Looks more like a propaganda piece that was written as an intended leak to the public
I see it as part of their softening up people to lay-offs. I believe that Intel has already had some significant lay-offs in 2019 and my guess is, more are coming. This piece will be part of a wider strategy whereby they're able to say "well, we did tell you challenging times were coming...".

That, and shareholders will be asking questions about AMD vs Intel and they want a spin piece that says, "we know how this looks..."
 

JaredTheDragon

Posts: 679   +431
It's certainly curious to watch the intelligence community hobble itself like this, as well as the technical aspects of the Zen 2 arrays. It's like watching a Ford Mustang vs a Nissan Skyline, and almost as fun. Of course Intel as a brand was fading out and intelligence needed to shift brands. There's nothing sassy or saucy about NAMING your own company after yourself unless - wait for it - you're a bank.

AMD has always had the better methods. The Dozers/Piledrivers were hobbled on purpose, but even now they're still great processors. Intel as a brand was meant to sucker anyone and everyone who didn't care, and that worked flawlessly.

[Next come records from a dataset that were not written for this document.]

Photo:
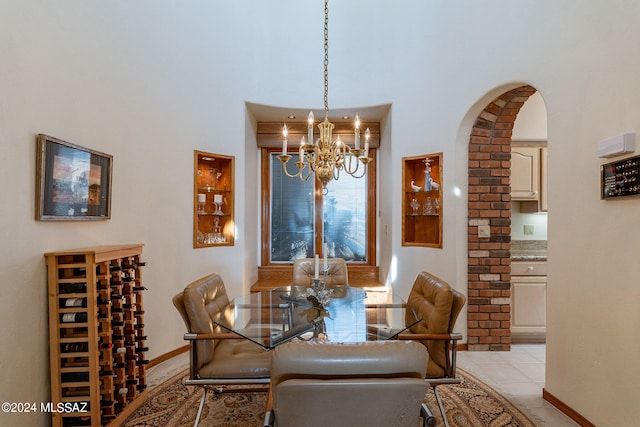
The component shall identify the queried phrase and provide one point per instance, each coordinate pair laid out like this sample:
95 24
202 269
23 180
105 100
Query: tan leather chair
337 275
438 305
377 383
216 358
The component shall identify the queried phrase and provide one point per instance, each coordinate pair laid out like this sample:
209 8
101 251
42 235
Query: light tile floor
517 374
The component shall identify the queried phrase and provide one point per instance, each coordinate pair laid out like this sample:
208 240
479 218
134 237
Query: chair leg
427 416
204 396
439 400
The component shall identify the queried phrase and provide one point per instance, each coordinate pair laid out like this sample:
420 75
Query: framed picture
621 178
73 182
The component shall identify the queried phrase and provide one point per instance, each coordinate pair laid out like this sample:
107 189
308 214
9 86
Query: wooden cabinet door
525 173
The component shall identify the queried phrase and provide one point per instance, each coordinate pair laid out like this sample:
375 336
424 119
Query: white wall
530 125
150 81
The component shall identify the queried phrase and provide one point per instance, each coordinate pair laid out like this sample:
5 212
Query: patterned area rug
471 403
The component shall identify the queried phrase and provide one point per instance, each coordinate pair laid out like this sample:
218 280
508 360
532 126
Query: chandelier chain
326 59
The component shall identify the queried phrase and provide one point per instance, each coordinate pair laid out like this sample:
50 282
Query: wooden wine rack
96 333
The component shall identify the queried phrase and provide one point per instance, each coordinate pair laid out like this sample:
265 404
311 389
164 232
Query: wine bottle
75 377
73 288
74 347
73 317
77 421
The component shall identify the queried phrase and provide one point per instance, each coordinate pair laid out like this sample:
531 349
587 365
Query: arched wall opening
489 204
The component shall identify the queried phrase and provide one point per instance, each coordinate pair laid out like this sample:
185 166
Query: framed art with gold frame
72 182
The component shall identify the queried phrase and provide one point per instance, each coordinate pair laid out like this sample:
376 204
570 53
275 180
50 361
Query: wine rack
96 332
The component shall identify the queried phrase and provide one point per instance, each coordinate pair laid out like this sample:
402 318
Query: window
298 218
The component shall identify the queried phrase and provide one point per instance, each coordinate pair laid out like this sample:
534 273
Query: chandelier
325 157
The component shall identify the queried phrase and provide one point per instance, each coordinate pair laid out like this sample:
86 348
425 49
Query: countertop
528 250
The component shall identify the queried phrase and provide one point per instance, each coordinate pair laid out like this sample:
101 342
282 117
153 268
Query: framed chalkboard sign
621 178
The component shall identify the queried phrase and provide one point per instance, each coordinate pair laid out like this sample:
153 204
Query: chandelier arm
364 172
350 169
286 172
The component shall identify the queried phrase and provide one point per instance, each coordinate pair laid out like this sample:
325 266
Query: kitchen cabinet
525 173
528 301
529 176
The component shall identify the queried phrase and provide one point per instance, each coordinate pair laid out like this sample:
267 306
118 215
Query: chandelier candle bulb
324 262
284 140
357 132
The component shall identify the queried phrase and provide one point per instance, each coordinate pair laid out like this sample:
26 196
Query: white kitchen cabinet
525 173
529 177
528 301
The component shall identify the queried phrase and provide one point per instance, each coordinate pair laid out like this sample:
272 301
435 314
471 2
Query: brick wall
489 275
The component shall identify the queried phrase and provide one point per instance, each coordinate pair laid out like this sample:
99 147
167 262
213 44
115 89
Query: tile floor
518 375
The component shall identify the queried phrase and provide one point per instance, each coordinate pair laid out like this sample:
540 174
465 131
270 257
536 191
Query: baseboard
173 353
569 412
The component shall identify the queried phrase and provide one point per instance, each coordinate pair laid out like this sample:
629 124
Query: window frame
371 200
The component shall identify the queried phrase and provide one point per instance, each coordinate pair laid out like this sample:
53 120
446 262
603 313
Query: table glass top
276 316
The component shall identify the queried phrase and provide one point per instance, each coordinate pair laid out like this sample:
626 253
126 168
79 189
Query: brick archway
489 203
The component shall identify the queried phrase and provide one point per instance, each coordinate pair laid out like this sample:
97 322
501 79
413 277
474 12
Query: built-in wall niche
213 220
422 200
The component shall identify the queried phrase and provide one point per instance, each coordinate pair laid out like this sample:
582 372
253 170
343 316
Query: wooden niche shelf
422 200
213 223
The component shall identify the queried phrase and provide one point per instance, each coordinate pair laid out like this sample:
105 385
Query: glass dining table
273 317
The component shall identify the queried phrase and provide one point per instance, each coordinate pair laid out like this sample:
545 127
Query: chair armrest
454 336
213 336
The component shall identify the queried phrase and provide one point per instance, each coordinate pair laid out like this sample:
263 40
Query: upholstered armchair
216 358
438 305
378 383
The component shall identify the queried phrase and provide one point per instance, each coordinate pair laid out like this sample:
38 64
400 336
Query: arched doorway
489 204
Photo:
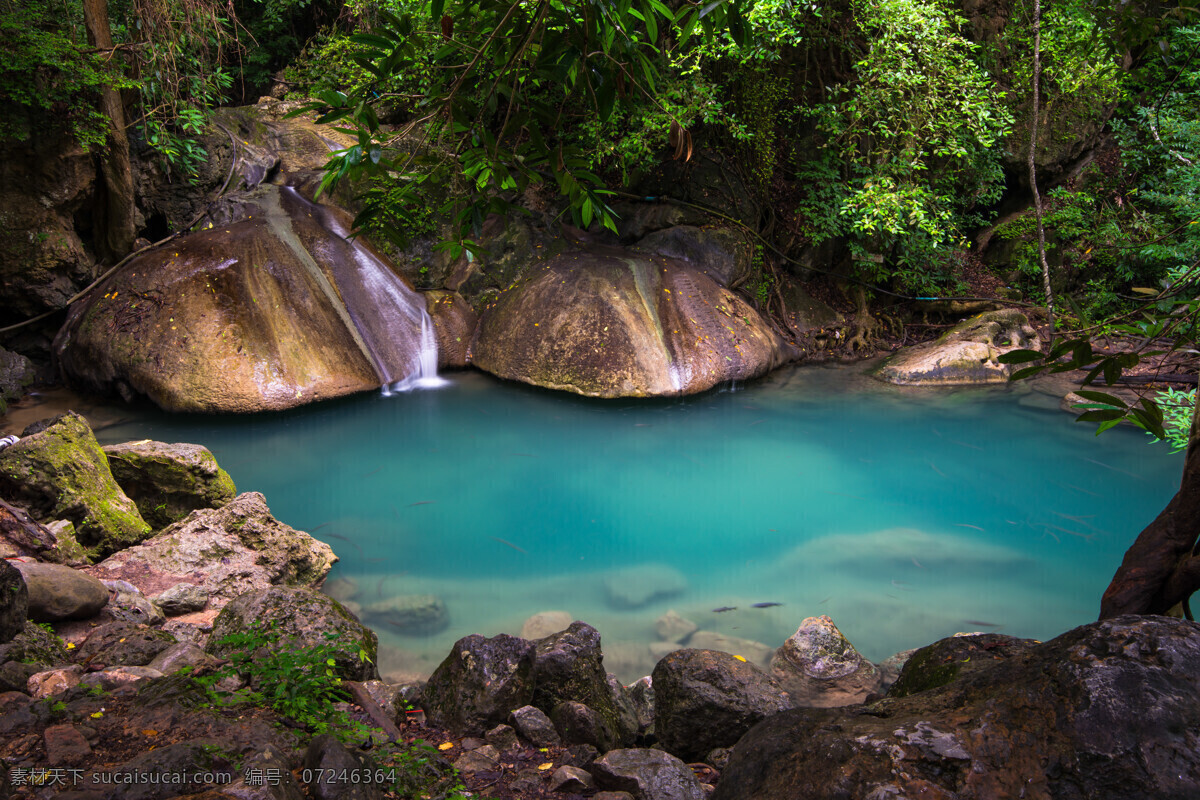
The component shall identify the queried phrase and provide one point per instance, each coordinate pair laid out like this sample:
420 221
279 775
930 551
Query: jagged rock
168 481
58 593
581 725
1105 711
127 603
503 738
966 354
480 683
299 618
327 759
454 322
35 645
13 602
53 681
946 661
413 614
756 653
639 585
227 552
706 699
114 677
613 323
124 644
569 667
58 471
181 599
533 723
647 775
544 624
820 668
673 627
479 759
571 779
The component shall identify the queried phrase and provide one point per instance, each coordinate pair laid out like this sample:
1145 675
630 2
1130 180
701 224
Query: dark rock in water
706 699
948 660
569 667
60 473
479 684
124 644
59 593
299 618
13 602
1105 711
580 725
168 481
328 761
647 775
533 723
613 323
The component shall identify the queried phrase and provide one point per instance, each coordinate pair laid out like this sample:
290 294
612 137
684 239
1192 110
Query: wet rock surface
706 699
1105 711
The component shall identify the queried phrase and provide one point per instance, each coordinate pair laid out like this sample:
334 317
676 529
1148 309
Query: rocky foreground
162 637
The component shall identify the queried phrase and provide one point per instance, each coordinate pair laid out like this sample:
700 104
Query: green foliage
1179 407
49 78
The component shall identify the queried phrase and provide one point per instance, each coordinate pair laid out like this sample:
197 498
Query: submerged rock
966 354
59 471
612 323
1105 711
168 481
819 667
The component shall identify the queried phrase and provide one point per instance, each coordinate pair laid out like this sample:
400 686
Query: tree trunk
114 208
1162 567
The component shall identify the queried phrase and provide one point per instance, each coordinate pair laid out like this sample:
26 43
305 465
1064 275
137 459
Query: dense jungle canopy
897 149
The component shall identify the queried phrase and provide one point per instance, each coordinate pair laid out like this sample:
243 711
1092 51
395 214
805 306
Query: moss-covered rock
168 481
283 619
59 471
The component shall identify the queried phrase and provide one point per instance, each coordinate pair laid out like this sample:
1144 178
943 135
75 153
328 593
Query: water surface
904 515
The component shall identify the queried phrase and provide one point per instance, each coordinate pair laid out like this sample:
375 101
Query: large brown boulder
613 323
1105 711
58 471
966 354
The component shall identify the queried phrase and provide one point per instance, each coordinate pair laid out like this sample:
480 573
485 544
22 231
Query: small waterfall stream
390 317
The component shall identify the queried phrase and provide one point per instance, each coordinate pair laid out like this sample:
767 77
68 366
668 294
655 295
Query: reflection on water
905 515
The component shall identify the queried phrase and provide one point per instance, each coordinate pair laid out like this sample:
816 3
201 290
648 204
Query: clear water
904 515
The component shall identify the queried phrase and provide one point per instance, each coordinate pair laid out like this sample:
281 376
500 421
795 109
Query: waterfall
390 317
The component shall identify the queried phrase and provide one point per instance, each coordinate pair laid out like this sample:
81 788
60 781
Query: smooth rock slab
1105 711
58 593
168 481
647 775
819 667
613 323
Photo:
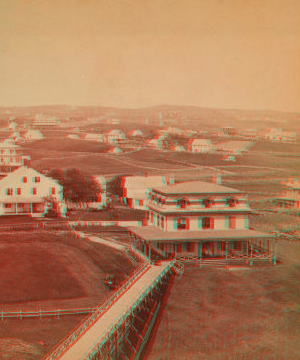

But as enthusiasm grew, and it certainly HAS, AMD's usefulness has increased and thus their apparent success. It's not like Intel didn't have financial access to the same foundries, or enough to build their own.

It's just Intel's turn to get hobbled, now. Yin/yang. The same people own both companies, so all this debate is really just a manufactured advertising campaign. Guess what, we all fell for it.